SQL Querying

EXISTS, IN, and NULL Traps

EXISTS asks whether a subquery returns any row, while IN compares a value with a set of candidate values. Null introduces UNKNOWN, making NOT IN unsafe when its candidate set can contain null; NOT EXISTS is the robust anti-join form.
  • EXISTS depends only on whether at least one row exists, not on the values projected by its subquery.
  • IN is concise membership syntax and duplicates in its candidate set do not change the truth result.
  • NOT IN is not simply “no equal value.”
  • NOT EXISTS is null-safe when the correlation uses the intended equality.
  • A left anti join can also use LEFT JOIN ... WHERE right_key IS NULL, but the tested right column must be non-null for matched rows.
  • Empty candidate sets matter: NOT EXISTS over an empty subquery is true for every outer row, matching the anti-join meaning.

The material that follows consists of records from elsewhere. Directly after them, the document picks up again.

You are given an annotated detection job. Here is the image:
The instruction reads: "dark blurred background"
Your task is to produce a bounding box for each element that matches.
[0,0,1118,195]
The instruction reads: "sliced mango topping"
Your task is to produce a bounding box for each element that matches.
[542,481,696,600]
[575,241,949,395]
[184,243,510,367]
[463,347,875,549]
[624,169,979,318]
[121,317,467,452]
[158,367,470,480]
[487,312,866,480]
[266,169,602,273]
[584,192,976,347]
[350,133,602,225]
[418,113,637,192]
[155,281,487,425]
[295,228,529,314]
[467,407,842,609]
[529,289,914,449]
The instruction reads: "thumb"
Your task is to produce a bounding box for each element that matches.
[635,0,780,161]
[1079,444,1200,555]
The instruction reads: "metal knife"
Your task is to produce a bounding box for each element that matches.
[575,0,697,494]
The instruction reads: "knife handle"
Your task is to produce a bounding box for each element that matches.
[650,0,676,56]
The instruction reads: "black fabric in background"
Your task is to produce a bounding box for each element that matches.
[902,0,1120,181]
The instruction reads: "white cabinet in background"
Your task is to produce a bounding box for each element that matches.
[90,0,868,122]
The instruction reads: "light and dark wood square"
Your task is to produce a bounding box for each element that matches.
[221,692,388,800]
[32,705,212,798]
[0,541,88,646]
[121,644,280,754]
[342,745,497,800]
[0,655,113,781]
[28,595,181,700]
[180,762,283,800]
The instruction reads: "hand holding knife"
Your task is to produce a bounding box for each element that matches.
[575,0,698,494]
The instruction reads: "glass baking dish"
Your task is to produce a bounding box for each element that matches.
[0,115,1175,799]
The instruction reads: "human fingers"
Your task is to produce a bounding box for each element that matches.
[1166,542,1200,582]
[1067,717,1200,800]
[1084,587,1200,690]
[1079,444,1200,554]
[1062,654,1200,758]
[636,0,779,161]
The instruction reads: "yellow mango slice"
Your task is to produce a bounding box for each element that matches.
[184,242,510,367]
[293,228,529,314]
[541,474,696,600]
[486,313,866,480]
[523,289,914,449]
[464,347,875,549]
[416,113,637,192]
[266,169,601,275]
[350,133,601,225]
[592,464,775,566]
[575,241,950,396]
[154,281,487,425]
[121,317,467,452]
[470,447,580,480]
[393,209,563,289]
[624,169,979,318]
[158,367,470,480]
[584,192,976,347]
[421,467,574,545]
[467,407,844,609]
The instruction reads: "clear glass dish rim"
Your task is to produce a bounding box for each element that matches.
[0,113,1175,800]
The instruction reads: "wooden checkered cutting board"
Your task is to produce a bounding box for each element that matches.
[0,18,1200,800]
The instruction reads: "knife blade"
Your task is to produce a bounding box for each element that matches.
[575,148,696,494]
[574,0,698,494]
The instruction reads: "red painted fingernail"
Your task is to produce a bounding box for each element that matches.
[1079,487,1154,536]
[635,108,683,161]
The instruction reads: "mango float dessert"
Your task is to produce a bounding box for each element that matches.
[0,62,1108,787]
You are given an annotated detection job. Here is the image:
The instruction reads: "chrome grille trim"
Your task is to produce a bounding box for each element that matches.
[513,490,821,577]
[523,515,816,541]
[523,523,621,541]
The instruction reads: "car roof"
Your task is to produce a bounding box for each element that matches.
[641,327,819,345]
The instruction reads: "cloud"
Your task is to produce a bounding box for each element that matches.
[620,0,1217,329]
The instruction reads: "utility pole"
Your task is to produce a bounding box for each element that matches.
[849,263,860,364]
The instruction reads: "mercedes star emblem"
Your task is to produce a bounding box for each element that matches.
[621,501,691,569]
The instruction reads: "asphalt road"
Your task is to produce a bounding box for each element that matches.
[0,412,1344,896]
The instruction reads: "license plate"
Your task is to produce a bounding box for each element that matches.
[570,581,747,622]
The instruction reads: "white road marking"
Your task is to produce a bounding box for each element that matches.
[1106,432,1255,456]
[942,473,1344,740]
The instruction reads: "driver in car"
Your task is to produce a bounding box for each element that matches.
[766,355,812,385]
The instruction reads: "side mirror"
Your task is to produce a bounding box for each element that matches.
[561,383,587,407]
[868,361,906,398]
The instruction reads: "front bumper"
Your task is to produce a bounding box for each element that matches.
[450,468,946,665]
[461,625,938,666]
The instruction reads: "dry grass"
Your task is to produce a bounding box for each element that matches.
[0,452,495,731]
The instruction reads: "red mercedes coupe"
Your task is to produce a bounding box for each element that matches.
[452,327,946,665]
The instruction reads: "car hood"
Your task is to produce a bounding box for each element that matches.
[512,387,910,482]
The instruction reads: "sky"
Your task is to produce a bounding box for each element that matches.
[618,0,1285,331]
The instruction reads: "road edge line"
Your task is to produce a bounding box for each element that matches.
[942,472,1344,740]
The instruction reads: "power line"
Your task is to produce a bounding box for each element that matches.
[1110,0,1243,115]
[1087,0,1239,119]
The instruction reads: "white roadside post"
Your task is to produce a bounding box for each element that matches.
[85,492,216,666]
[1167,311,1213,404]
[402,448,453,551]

Why one null can invalidate NOT IN

Membership and anti-membership behavior for outer value 42
Candidate rows42 IN (...)42 NOT IN (...)Reason
(7, 42)TRUEFALSEAn equal candidate exists
(7, 9)FALSETRUEAll comparisons are known and unequal
(7, NULL)UNKNOWNUNKNOWN42 <> NULL is unknown
empty setFALSETRUENo candidate satisfies membership
Safe semi and anti joins
-- Customers with a paid order
SELECT c.customer_id, c.name
FROM customers AS c
WHERE EXISTS (
  SELECT 1
  FROM orders AS o
  WHERE o.customer_id = c.customer_id
    AND o.status = 'PAID'
);

-- Customers with no paid order
SELECT c.customer_id, c.name
FROM customers AS c
WHERE NOT EXISTS (
  SELECT 1
  FROM orders AS o
  WHERE o.customer_id = c.customer_id
    AND o.status = 'PAID'
);
Equivalent left anti join when the key is non-null
SELECT c.customer_id, c.name
FROM customers AS c
LEFT JOIN orders AS o
  ON o.customer_id = c.customer_id
 AND o.status = 'PAID'
WHERE o.order_id IS NULL;

If a nullable orders.referrer_customer_id subquery returns (7, NULL), customer 42 fails NOT IN even though 42 is not present: 42 <> 7 is true but 42 <> NULL is unknown. The NOT EXISTS version asks only whether a row with referrer_customer_id = 42 exists and correctly keeps customer 42.